Chad Mirkin can’t recall when he first heard the term “nano,” but today he’s recognized as one of the world’s leading experts in the field. Mirkin has authored more than 430 manuscripts, founded three nanotechnology companies, and is currently listed as the most cited chemist in the world. After a globe-trotting childhood—with stints in Korea, Malaysia, and Pennsylvania—he landed at MIT for his postdoc in the 1990s. It was there that he became fascinated with nanotechnology, and taught himself how to manipulate structures with sub-100 nm dimensions. “It was kind of a science fiction type thing that became real science with the advent of these new tools,” Mirkin said. He writes about the potential that nanotechnology brings to the medical profession in"Opinion: Miniaturizing Medicine."
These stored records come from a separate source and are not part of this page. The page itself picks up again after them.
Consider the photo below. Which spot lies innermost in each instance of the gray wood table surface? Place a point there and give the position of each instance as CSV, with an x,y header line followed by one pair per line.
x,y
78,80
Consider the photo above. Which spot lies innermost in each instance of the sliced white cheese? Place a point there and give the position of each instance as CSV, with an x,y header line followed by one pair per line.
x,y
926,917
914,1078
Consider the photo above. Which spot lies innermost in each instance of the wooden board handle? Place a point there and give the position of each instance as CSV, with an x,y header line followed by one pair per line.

Over 25 years, editorial staff members have come and gone and ownership of The Scientist has changed hands, but Bob Jordan has been a constant presence. He joined Eugene Garfield’s Institute for Scientific Information in 1979 as a staff accountant—7 years before The Scientist made its debut in 1986. In 1989, after Garfield sold a majority interest in ISI but retained the magazine, Bob took on his current job as controller and operations director. In this role he has been involved in many changes at the magazine, including its sale to the Science Navigation Group in 2010. Often asked why he’s stayed with the company for so long Bob says, “The Scientist was Garfield’s dream—a labor of love. It was run like a family business: always putting employees first.”